Problems at the regional reservoir and desalination plant, while contributing factors, should not be blamed for the crisis.
The region suffered another severe drought earlier this decade, yet until last week, local officials never saw the need for a summit, much less the adoption of a comprehensive effort to ensure the region's water demands did not outstrip supply.
Now local governments are scrambling to discourage excessive water use with drought surcharges on customers' bills and other measures.
Local elected officials and water managers should have been more proactive years ago.
The root of the current crisis is overdevelopment that has changed weather patterns, paved over critical aquifer recharge areas and used landscaping techniques that demand frequent irrigation.
At the summit state climatologist David Zierden told how massive land use changes in Florida since 1900 have drained wetlands and reduced agriculture. The developed land can't filter as much rainwater into the ground to replenish the aquifer, which once could easily meet the region's needs.
Zierden also noted development changes local rainfall patterns. Turning forests into asphalt and rooftops reduces rainfall because mist no longer rises to form rain clouds in these areas. Local officials need to consider such matters when planning for future growth.
For far too long, local officials simply assumed there will be enough water when developers came knocking. Now, having overwhelmed the region's aquifer, local officials must resort to such costly options as reservoirs and desalination plants to meet the community's needs. These sources, as we are discovering, are hardly foolproof.
Pierce Jones, an expert in low-impact development from the University of Florida, explained how government policies create water shortages by allowing projects that disrupt recharge areas and alter natural drainage while allowing subdivisions with large, water-needy yards.
"The status quo is failing," he warned. "We cannot continue as we are."
He should tell that to the Florida Legislature, whose response to the economic downturn this session was to attempt to gut development controls.

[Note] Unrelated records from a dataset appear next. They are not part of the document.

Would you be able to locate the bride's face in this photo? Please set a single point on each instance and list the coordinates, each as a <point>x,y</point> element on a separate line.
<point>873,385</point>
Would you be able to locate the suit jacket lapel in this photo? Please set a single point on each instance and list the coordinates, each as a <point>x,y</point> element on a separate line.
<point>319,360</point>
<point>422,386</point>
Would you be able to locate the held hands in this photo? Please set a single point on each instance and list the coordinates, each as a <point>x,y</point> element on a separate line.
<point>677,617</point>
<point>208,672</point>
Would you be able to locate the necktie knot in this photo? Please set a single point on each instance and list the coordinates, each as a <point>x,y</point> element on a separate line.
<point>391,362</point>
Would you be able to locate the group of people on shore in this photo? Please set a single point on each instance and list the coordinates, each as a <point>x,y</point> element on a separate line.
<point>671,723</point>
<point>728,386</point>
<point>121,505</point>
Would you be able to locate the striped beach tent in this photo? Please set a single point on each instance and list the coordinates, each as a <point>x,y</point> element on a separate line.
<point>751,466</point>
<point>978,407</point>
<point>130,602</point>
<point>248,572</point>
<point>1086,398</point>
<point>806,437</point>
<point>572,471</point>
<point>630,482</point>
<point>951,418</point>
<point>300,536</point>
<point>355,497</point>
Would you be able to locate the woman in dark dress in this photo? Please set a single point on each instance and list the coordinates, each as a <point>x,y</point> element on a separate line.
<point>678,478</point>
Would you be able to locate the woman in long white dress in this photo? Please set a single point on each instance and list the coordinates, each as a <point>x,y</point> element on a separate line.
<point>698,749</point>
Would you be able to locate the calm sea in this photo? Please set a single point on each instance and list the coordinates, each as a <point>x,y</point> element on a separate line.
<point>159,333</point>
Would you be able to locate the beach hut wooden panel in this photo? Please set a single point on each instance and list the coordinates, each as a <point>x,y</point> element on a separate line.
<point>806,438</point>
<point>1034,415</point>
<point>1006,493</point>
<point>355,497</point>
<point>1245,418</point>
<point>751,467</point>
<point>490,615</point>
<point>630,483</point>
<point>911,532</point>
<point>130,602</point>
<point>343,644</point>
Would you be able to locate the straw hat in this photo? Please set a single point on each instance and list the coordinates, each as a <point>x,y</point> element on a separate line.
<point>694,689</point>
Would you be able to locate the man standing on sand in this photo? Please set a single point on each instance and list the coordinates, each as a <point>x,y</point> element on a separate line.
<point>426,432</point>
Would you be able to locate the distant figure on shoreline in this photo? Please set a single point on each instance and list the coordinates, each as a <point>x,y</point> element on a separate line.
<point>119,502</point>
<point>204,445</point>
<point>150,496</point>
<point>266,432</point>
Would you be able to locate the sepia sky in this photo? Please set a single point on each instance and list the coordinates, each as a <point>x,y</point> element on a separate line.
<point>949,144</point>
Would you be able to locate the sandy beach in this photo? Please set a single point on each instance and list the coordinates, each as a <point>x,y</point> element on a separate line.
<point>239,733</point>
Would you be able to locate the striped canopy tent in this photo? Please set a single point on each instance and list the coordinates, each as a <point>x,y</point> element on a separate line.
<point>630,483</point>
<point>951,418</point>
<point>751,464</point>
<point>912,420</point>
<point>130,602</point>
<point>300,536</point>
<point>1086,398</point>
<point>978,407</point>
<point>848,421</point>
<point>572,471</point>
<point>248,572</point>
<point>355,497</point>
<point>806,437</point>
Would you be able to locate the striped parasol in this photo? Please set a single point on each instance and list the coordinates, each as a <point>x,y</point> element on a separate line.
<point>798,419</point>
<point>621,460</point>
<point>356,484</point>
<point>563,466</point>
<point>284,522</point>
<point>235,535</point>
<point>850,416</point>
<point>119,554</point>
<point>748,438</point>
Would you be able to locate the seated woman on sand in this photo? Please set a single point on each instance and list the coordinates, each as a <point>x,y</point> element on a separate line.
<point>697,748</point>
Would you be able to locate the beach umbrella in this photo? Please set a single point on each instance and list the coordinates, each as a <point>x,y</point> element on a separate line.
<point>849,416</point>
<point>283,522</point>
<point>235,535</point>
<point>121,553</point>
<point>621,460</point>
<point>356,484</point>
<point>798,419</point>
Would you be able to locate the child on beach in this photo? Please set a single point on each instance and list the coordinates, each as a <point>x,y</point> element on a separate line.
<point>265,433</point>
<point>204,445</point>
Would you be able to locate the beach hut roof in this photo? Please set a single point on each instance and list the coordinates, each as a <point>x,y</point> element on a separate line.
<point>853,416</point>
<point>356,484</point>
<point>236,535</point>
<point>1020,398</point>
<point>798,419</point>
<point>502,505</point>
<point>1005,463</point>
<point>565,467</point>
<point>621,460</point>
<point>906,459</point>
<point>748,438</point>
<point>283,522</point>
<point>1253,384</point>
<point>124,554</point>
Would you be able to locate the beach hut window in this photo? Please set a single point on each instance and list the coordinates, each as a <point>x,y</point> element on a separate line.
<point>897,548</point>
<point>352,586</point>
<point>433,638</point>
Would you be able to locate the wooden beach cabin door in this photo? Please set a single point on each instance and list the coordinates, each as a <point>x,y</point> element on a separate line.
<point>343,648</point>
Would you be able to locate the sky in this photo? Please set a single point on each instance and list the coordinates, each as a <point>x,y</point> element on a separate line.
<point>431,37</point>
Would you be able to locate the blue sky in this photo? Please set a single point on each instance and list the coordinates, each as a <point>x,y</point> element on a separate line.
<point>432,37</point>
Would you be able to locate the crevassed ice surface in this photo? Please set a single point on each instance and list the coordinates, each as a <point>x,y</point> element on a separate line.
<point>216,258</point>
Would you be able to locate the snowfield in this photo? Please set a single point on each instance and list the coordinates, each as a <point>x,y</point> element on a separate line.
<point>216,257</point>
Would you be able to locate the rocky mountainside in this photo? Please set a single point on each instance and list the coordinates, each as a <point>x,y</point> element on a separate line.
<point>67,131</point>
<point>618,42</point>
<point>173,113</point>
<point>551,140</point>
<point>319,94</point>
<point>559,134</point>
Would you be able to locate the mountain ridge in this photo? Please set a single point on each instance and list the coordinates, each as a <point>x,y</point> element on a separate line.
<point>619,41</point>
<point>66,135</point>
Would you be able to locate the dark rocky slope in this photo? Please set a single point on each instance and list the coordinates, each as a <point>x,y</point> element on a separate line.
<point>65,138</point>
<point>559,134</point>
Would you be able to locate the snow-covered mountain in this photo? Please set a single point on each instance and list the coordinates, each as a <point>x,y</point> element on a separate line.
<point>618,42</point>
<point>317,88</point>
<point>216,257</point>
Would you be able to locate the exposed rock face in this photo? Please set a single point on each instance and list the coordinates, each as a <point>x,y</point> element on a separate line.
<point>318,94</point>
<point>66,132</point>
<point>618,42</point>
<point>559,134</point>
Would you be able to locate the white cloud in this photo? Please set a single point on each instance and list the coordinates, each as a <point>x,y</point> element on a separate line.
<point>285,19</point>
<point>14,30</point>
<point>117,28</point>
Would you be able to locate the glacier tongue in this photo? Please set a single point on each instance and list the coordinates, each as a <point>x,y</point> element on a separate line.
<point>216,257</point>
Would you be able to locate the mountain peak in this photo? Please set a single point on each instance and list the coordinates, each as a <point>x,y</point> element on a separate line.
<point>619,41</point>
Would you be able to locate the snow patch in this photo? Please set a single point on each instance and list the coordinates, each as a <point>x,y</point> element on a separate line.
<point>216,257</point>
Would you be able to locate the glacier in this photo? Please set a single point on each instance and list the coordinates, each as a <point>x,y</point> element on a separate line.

Local officials should show more wisdom. They should recognize that new development patterns, landscape requirements and building codes are necessary if Florida is to continue to meet the water needs of a growing population.
Developers, for their part, should see that minimizing water use and safeguarding natural resources are the best ways to protect the industry's future. Growth doesn't have to stop if new water practices are adopted.
This painful drought will eventually end. But there will be others. And the days of Florida leaders acting as if they had an endless supply of water to offer all comers should be gone forever.